United States District Court, W.D. Louisiana, Lake Charles Division

November 25, 2014

HICKERSON ESTATE, ET AL
v.
BOARD OF VETERAN APPEAL, ET AL. HICKERSON ESTATE, ET AL
v.
NEW ORLEANS VA REGIONAL OFFICE, ET AL

MEMORANDUM ORDER

KATHLEEN KAY, Magistrate Judge.

Before the court are two complaints filed in forma pauperis by pro se plaintiffs Shelby Hickerson and Staci Hickerson[1]. Plaintiffs' complaints entitled "Verified Civil Rights Complaint" allege violations of numerous constitutional rights and federal statutory provisions.[2] See Doc. 1, ¶¶ 2, 3. As defendants, plaintiffs name the Board of Veteran Appeal, Board of Veteran Affairs, Congressman Andre Carson, United States of America, Does 1-100, Doe Corporations 1-100, Doe Entities 1-100, Disabled American Veterans, Donna Surrett, Kim Rudolph, Nathan Bennett, Ms.

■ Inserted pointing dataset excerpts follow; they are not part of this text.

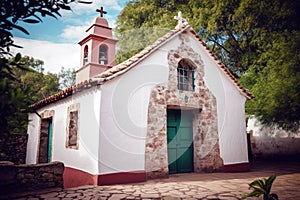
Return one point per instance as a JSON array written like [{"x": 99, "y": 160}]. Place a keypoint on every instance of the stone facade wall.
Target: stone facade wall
[
  {"x": 203, "y": 104},
  {"x": 13, "y": 148},
  {"x": 20, "y": 178}
]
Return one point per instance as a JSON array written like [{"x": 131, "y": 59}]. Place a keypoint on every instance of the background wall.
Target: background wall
[{"x": 272, "y": 141}]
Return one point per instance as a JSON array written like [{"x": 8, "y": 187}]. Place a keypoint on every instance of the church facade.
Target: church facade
[{"x": 171, "y": 108}]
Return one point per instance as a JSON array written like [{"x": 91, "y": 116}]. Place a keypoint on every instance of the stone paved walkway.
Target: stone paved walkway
[{"x": 188, "y": 186}]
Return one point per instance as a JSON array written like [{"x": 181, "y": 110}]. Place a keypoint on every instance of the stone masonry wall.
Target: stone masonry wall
[
  {"x": 13, "y": 148},
  {"x": 20, "y": 178},
  {"x": 201, "y": 102}
]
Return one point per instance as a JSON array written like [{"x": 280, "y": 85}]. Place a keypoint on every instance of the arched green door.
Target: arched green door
[{"x": 180, "y": 141}]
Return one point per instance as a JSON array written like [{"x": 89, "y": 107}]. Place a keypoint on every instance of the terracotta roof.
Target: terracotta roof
[
  {"x": 64, "y": 93},
  {"x": 131, "y": 62}
]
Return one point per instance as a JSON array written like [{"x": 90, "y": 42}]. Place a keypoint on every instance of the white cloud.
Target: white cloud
[
  {"x": 54, "y": 55},
  {"x": 74, "y": 33},
  {"x": 88, "y": 9}
]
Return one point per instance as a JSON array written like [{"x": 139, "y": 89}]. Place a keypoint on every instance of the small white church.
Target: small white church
[{"x": 171, "y": 108}]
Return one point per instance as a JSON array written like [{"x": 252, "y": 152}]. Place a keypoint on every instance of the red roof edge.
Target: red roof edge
[{"x": 64, "y": 93}]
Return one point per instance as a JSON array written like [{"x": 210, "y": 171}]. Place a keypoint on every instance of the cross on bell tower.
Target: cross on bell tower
[
  {"x": 101, "y": 11},
  {"x": 98, "y": 49}
]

Craig, Supervisor Eric and Hilmer Herman [in No. 2:14-cv-2652], and the New Orleans VA Regional Office, Indianapolis VA Regional Office, Congressman Andre Carson, DFAS Cleveland, Michael R. Stephens, Louis Wagner, Leonard Wallace, Donna Surrett, Jarnell Craig, Yvonne Hamilton, Robert Dean Slicer, Ena J. Lima, Dean Slicer, Donna J. Morton, Does 1-100, Doe Corporations 1-100, and Doe Entities 1-100 [in No.2:14-cv-2815].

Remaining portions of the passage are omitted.